10. Il résulte de tout ce qui précède que M. E... n'est pas fondé à soutenir que c'est à tort que, par le jugement attaqué, le tribunal administratif de Toulouse a rejeté sa demande tendant à l'annulation de la décision du 14 avril 2016 par laquelle l'inspectrice du travail a autorisé son licenciement pour motif économique et de la décision implicite de rejet de son recours hiérarchique par le ministre en charge du travail.
Sur les frais de l'instance :
11. Il n'y a pas lieu, dans les circonstances de l'espèce, de faire droit aux conclusions des parties présentées sur le fondement des dispositions de l'article L. 761-1 du code de justice administrative.
DÉCIDE :
Article 1er : La requête de M. E... est rejetée.
Article 2 : Les conclusions de la société APP présentées sur le fondement de l'article L. 761-1 du code de justice administrative sont rejetées.
Article 3 : Le présent jugement sera notifié à M. C... E..., à la société Atelier Proto Production (A.P.P.) et au ministre du travail, de l'emploi et de l'insertion.
Délibéré après l'audience du 14 décembre 2020 à laquelle siégeaient :
M. Dominique Naves, président,
Mme Karine Butéri, présidente-assesseure,
Mme Florence Rey-Gabriac, premier conseiller.

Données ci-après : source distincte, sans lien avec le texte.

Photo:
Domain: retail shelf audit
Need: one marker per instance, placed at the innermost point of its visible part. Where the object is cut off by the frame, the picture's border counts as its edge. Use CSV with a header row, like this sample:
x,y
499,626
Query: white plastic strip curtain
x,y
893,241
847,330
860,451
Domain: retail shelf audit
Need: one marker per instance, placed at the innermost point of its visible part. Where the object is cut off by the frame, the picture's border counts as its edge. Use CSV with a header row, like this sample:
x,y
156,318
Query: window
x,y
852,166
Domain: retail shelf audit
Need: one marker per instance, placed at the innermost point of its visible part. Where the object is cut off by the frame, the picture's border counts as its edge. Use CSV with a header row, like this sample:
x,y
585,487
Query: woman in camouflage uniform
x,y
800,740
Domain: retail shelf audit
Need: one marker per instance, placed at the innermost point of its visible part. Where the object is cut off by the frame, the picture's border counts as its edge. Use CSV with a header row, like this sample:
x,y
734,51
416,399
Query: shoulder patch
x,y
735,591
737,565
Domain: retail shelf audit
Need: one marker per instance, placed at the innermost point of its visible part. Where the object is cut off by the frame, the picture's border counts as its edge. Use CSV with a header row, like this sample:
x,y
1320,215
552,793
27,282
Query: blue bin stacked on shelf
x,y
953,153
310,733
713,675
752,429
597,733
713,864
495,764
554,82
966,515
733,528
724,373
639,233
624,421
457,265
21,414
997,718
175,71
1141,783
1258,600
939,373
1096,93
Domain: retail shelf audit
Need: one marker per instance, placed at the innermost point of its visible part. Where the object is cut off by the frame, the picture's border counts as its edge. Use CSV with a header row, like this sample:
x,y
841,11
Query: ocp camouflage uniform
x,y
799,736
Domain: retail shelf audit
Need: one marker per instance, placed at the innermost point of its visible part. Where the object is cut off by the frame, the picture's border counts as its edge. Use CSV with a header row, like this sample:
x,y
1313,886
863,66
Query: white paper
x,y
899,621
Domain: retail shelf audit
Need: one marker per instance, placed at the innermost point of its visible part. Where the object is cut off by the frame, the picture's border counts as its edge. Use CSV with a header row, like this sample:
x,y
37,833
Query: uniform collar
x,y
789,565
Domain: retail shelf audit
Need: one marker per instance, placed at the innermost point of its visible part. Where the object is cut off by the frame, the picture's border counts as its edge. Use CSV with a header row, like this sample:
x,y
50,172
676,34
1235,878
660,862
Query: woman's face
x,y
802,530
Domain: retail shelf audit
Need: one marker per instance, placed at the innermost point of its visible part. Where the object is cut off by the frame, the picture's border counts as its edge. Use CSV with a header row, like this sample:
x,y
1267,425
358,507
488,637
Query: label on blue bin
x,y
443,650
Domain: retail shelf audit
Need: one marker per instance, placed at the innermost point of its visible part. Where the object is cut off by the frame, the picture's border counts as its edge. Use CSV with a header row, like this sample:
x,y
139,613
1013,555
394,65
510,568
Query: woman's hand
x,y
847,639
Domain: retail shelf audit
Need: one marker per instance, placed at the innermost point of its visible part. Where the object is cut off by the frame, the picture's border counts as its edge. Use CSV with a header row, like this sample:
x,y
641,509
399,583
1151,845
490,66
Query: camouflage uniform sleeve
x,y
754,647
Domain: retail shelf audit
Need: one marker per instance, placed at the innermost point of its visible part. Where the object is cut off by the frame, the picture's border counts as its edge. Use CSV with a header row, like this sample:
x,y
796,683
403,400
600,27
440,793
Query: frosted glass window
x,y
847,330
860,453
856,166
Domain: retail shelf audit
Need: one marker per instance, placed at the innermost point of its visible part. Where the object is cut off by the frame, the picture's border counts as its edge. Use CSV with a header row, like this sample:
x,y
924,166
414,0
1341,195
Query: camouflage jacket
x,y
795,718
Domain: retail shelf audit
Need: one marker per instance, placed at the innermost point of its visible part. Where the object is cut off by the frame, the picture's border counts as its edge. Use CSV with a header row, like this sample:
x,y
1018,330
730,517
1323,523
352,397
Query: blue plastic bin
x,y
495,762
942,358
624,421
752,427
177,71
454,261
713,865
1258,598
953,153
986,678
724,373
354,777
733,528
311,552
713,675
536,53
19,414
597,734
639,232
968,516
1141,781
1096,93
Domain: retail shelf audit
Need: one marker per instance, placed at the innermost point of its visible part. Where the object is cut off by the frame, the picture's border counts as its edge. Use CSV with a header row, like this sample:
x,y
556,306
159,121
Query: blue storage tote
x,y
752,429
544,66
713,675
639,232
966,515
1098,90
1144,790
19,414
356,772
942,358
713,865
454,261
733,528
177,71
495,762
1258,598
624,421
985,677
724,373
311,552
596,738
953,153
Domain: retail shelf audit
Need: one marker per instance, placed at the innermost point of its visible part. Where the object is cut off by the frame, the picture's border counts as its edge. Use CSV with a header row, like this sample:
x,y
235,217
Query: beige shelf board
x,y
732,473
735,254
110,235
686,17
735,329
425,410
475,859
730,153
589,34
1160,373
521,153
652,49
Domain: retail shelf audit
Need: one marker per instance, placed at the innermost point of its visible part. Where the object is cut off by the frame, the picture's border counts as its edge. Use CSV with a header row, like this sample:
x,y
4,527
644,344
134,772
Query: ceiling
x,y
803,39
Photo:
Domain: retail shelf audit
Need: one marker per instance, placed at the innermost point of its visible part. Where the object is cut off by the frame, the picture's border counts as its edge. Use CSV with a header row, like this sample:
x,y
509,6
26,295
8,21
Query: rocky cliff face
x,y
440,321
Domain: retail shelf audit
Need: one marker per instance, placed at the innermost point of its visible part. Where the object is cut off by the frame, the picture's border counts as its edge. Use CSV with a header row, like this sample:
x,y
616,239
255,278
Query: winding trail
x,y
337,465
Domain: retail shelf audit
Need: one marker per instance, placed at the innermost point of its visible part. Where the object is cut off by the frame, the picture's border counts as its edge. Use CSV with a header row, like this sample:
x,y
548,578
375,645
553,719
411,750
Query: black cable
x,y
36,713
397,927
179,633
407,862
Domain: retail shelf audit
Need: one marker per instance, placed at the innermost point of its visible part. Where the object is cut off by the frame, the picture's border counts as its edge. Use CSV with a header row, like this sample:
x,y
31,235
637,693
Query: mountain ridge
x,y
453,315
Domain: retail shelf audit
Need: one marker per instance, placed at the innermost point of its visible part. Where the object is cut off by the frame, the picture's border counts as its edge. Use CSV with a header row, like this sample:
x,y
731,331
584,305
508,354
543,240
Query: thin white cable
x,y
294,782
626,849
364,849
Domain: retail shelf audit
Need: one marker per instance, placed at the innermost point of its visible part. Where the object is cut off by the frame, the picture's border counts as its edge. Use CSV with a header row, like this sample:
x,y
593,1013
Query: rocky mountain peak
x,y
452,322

Rendu public par mise à disposition au greffe, le 11 janvier 2021.
Le président,
Dominique Naves
La République mande et ordonne au ministre du travail, de l'emploi et de l'insertion et à tous huissiers de justice à ce requis, en ce qui concerne les voies de droit commun contre les parties privées, de pourvoir à l'exécution du présent arrêt.